Evaluating a Dataset for Machine Learning

Selecting and evaluating a dataset to use for training a machine learning model is an essential step in the process. It’s far more important than having the latest architecture or doing the most detailed hyperparameter tuning. It’s probably the most important aspect of the process other than asking the right questions in the first place.

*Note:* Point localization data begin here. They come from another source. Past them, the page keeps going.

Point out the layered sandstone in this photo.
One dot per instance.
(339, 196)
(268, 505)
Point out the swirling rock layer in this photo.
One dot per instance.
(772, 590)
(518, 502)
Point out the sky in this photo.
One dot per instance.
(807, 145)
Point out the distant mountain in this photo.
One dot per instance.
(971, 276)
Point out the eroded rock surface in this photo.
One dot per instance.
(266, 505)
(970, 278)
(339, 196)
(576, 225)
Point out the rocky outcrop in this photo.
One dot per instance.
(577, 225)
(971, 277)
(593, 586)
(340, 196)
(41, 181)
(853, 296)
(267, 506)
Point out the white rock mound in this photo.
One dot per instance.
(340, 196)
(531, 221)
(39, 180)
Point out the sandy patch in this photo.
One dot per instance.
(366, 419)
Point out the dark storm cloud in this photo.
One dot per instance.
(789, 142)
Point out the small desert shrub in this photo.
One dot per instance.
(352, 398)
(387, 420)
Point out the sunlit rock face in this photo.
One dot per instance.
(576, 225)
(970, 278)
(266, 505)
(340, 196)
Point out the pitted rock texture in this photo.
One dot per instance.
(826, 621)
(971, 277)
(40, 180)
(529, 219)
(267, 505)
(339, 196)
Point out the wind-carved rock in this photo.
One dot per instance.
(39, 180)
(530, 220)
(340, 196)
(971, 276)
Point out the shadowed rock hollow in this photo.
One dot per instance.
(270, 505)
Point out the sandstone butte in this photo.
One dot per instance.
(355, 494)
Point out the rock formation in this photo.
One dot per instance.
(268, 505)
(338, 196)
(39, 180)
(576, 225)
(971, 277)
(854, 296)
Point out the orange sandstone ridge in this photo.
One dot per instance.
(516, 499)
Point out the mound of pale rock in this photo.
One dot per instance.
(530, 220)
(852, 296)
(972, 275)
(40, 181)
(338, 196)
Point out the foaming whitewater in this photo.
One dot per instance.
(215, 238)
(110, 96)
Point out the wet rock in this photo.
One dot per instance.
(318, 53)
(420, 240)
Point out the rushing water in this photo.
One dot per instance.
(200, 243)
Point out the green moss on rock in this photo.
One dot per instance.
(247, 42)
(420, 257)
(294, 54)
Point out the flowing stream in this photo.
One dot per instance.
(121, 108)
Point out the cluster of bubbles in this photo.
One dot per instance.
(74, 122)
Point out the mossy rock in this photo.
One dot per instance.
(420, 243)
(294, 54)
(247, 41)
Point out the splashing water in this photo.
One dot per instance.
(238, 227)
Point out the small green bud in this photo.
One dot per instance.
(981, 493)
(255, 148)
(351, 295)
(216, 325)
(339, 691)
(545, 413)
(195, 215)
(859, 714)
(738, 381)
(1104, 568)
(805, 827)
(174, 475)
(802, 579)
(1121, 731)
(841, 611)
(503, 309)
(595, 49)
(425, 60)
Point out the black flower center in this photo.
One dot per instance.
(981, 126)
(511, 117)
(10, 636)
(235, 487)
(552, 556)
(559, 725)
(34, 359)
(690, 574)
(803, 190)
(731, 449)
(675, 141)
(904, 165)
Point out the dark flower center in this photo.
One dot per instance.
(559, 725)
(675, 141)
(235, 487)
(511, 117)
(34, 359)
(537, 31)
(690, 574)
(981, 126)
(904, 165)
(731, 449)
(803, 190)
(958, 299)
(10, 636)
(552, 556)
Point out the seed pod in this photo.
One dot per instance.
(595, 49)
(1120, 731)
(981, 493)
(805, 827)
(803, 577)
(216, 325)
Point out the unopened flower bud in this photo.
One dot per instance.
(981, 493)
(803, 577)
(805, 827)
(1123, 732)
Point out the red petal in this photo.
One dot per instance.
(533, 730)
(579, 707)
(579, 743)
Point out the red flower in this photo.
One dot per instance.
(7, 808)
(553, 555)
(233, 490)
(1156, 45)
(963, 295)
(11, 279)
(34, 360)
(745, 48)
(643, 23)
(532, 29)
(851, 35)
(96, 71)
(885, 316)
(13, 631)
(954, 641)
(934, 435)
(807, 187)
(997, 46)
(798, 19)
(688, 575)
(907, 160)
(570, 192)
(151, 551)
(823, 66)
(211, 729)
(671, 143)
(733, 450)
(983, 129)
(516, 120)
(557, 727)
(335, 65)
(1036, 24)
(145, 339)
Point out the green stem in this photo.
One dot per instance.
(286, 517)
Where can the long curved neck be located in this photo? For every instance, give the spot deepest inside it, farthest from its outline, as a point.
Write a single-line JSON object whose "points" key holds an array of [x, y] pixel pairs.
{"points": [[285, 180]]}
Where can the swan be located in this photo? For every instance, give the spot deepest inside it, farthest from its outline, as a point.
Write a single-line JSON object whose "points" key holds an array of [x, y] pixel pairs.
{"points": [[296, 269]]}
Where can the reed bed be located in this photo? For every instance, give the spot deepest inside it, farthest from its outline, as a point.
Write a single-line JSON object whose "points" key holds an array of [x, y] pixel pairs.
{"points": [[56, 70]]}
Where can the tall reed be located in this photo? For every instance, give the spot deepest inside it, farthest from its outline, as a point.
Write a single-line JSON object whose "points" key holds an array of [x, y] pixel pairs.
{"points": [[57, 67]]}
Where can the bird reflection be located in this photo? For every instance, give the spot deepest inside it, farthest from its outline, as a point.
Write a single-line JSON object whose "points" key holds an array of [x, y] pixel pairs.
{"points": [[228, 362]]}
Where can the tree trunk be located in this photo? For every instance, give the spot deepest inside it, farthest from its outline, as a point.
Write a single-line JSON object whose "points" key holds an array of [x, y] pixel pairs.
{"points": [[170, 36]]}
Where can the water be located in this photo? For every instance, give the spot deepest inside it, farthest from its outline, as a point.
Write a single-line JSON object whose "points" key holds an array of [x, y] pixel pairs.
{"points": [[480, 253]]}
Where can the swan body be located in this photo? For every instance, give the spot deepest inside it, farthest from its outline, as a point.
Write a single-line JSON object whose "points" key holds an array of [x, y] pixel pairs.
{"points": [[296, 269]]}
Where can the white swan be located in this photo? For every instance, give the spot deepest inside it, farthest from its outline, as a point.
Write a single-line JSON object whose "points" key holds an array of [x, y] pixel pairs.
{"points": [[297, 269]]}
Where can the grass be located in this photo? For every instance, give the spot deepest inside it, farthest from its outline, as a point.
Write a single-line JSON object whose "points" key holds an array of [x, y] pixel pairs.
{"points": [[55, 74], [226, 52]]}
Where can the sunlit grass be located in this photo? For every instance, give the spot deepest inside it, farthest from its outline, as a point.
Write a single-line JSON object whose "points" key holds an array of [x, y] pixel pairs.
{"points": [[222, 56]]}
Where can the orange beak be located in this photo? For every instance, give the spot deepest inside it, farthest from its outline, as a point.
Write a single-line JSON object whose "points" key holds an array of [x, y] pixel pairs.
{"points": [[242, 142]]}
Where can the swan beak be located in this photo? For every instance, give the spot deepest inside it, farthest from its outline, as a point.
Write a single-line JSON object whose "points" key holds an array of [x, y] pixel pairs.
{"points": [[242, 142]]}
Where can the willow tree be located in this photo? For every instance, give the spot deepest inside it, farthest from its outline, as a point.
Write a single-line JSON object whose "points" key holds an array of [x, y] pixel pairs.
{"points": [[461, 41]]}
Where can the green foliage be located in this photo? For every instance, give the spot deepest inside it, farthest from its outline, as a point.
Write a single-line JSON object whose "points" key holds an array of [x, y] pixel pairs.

\[Question > Dataset > Algorithm\]

But how do we evaluate a dataset? What questions should we ask? In this post, I’m going to talk about how I evaluate imagery datasets and some key questions to ask when doing so. Some of the questions will apply to all machine learning datasets, but many of them are specific to imagery. There will also be domain-specific questions depending on what domain you’re working in.

Table of Contents

Overall
- Dataset Distribution
Datasets Statistics
Metadata
Label Noise
Is the Task Possible?
- Can a Human Do It?
- Can a Computer Do It?
Thinking Through a Solution
Data Labeling
Conclusion

Overall

First I like to just look at lots of images to get an idea of it. What’s my overall impression of the imagery? What kind of variation is there (color, contrast, size, resolution, etc.)? Sure, I’ll learn a lot of this from analyzing the metadata, but before I get too many ideas in my head from metadata or reading what the authors say about the data, I like to get a good idea for myself. I want to know its pluses, minuses, and any biases in the data.

Dataset Distribution

Some of the questions will be based on the task. For example, if you’re going to build a world-wide detector of, say, airplanes, do you have all terrains represented? What’s the geographic distribution? I like to first look at the imagery and start to answer this. Then I’ll use the metadata to confirm.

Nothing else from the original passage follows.